ECKEHART EHRENBERG
Mitglied der Bezirksverordnetenversammlung
Friedrichshain von Berlin



M i t t e i l u n g  f ü r  d i e P r e s s e


SPD-Verordneter verläßt Partei nach 28 Jahren:

Schluß mit lustig

Dr. Eckehart Ehrenberg (Friedrichshain) mit Erklärung vom Aschermittwoch aus der SPD ausgetreten - wechselt am 1. März zur DLL - nicht nur Berliner Querelen

Berlin, 28.2.1998 - Der Bezirksverordnete und Vorsitzende der Abteilung 2 der SPD Friedrichshain, Dr. Eckehart Ehrenberg, hat am vergangenen Aschermittwoch dem Berliner Landesvorstand der SPD brieflich mitgeteilt, daß er mit Wirkung vom 1. März 1998 alle seine Parteiämter niederlegt und aus der SPD austritt.

Insidern war seit längerem bekannt, daß es zwischen Ehrenberg und der SPD-Fraktion erhebliche Spannungen gab. Dies trifft mindestens ebenso für das Verhältnis zwischen ihm und Bürgermeister Helios Mendiburu (SPD) zu, den Ehrenberg inzwischen für einen mißtrauischen Intriganten und ein politisches Leichtgewicht hält.

Berliner Bezirksquerelen

Ehrenberg, der baupolitischer Sprecher der SPD-Fraktion und auch Mitglied des SPD-Kreisvorstands war, führte im vergangenen Herbst einen Kreisvorstandsbeschluß herbei, der die SPD-Fraktion wider Willen dazu veranlaßte, den Vorsitz im wichtigen Bauauschuß der Bezirksverordnetenversammlung (BVV) zu beanspruchen. Vorsitzender des Ausschusses, der insbesondere die Kontrolle über das Wirken der umstrittenen Baustadträtin Martina Albinus-Kloss (Mandat der PDS) ausübt, wurde dann jedoch ein anderer SPD-Bezirksverordneter. Ehrenberg wurde von den Fraktionskollegen/-innen vorgeworfen, sich doch nur gegen die Baustadträtin profilieren zu wollen, anstatt "Sachpolitik" zu betreiben.

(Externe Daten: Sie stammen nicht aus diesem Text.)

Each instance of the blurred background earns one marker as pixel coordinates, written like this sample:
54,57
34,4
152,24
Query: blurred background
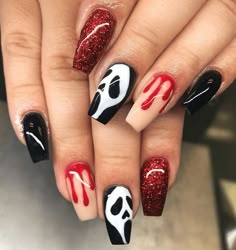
200,211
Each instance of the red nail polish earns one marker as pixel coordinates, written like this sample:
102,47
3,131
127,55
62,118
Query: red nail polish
94,38
154,186
80,173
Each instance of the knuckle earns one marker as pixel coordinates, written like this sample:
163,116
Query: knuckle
58,68
22,44
230,5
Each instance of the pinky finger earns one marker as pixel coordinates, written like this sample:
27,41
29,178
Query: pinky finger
214,80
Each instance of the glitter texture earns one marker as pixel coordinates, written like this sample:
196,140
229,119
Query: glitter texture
94,38
154,186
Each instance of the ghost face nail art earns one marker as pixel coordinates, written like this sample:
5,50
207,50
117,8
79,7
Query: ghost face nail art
36,136
154,185
112,92
152,101
118,211
81,188
205,88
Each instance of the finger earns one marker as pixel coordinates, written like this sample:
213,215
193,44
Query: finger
67,99
117,176
144,29
161,147
193,49
99,30
215,79
21,47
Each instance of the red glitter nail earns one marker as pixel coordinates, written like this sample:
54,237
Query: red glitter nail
154,186
94,38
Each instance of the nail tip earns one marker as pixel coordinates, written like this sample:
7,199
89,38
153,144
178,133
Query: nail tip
36,136
107,101
118,213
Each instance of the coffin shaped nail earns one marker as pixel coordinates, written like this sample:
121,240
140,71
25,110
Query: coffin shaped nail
94,38
36,136
118,212
113,90
205,87
152,101
81,188
154,186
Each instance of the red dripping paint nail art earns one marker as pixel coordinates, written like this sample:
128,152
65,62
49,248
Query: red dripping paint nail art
154,186
76,172
94,38
161,79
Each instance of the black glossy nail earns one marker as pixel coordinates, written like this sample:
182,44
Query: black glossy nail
112,92
118,212
205,88
36,136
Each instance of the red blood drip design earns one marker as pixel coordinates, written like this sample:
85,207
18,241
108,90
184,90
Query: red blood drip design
79,168
166,96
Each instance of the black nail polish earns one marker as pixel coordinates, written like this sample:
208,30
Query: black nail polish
205,88
113,90
36,136
118,212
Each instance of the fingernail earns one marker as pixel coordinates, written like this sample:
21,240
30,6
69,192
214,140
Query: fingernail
94,38
118,211
154,186
36,136
81,188
204,89
152,101
113,90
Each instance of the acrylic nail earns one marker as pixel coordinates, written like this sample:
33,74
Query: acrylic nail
154,186
118,212
36,136
113,90
94,39
205,87
80,185
152,101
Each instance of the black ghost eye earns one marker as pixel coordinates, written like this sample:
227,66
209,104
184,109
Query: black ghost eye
107,73
210,81
114,89
116,208
102,86
125,215
129,201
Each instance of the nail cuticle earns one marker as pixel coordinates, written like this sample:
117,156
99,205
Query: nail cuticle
154,185
118,213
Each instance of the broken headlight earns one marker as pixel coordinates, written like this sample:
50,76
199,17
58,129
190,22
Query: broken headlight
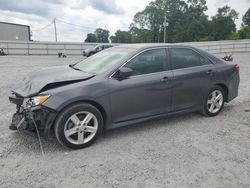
38,100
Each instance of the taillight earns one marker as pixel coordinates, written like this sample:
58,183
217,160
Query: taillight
237,68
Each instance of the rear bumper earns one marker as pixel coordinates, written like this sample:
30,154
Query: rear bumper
29,118
233,87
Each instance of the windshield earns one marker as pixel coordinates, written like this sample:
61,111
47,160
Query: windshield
103,61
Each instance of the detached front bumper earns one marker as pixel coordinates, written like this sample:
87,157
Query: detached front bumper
29,118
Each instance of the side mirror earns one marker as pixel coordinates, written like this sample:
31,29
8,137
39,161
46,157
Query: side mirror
123,73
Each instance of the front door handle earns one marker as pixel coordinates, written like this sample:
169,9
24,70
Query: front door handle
209,72
165,79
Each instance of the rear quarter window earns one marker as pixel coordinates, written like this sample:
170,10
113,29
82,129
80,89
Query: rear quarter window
185,58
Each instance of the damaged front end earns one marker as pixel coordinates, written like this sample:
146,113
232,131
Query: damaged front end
31,114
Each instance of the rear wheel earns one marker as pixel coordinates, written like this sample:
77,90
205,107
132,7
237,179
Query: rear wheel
214,102
78,126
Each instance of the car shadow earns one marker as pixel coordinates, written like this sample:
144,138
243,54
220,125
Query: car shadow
29,141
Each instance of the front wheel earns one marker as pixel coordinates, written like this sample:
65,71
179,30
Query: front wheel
78,126
214,102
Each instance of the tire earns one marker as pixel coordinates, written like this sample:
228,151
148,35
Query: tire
78,126
212,105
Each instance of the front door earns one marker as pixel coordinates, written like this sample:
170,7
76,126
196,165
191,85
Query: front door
147,92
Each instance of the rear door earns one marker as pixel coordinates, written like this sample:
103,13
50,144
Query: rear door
147,92
193,77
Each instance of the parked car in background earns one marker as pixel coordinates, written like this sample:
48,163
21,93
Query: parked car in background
96,49
121,86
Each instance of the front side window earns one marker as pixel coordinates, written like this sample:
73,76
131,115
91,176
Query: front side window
185,58
150,61
104,60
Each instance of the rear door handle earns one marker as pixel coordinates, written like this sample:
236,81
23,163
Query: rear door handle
165,79
209,72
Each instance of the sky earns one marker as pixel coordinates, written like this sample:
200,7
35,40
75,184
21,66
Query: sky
76,18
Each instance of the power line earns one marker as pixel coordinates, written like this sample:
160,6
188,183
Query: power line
43,27
75,24
80,26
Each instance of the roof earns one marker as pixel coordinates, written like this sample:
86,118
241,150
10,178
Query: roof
14,24
141,46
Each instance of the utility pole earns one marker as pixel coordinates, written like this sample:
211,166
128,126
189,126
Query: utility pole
54,21
165,24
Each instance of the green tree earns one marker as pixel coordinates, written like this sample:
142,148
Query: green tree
246,18
102,35
222,24
91,38
244,32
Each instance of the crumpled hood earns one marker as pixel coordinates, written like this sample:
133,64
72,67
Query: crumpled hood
36,81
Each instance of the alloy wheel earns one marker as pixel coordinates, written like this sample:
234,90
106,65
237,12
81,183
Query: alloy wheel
81,127
215,101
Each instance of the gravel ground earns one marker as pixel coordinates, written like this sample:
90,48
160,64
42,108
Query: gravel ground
182,151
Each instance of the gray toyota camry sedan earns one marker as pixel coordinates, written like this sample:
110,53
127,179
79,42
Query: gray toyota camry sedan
119,86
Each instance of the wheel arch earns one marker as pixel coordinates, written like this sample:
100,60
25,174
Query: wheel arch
225,89
93,103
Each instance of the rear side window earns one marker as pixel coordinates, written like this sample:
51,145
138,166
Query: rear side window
185,58
150,61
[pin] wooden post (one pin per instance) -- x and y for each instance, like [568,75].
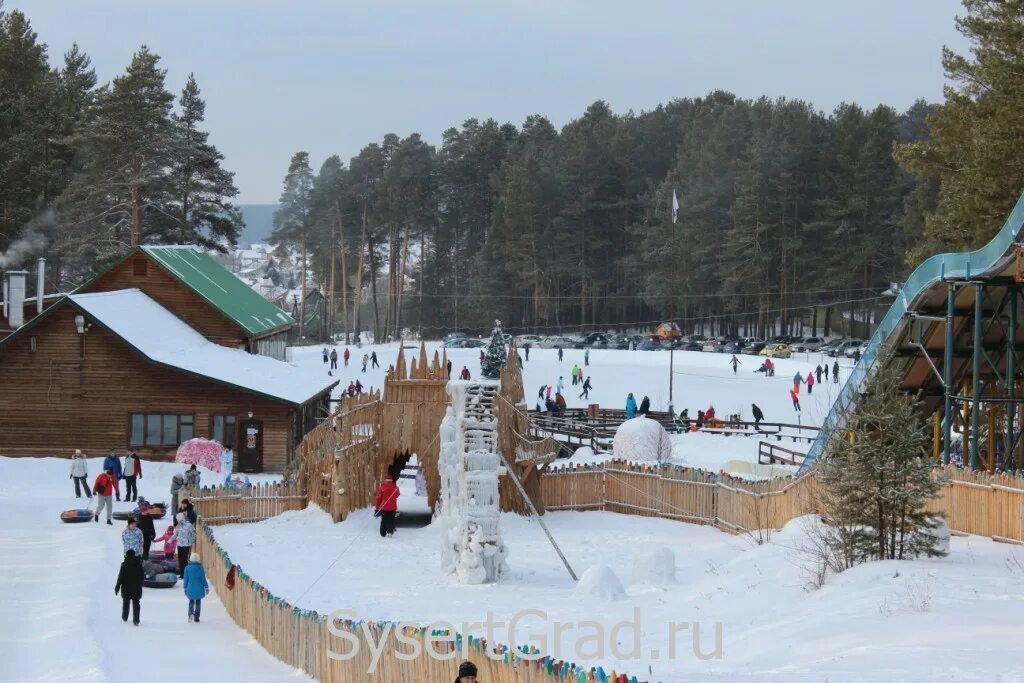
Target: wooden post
[990,456]
[136,215]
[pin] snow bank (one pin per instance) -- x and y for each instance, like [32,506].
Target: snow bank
[601,583]
[642,439]
[656,568]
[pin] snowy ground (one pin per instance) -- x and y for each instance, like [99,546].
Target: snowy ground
[951,619]
[700,380]
[61,621]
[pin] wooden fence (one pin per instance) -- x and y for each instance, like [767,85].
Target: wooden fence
[228,505]
[679,493]
[980,503]
[305,639]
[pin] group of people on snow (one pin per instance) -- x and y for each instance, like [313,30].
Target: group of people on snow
[139,532]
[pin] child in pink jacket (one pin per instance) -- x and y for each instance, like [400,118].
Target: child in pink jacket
[170,543]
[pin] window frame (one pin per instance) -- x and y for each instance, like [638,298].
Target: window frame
[180,419]
[219,437]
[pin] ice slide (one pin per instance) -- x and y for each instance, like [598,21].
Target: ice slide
[930,273]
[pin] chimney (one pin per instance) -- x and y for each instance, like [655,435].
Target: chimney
[15,298]
[40,285]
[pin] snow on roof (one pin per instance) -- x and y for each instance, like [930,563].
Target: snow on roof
[164,338]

Im Dezember 1997 kam es zum offenen Zerwürfnis über die Verlagerung der maroden Bezirkssportanlage "Pufendorfstr." in das Sanierungsgebiet Samariterviertel. Ehrenberg, der das Projekt für eine Luftnummer hält, warf seiner Fraktion vor, sich vor den Karren von zwei PDS-Stadträten spannen und von Zahlungszusagen eines Investors blenden, bzw. zu voreiligen Beschlüssen verleiten zu lassen. Er wurde daraufhin als baupolitischer Sprecher der Fraktion abgewählt und auch aus dem Bauausschuß zurückgezogen, womit laut Ehrenberg "der Bogen eindeutig überspannt wurde."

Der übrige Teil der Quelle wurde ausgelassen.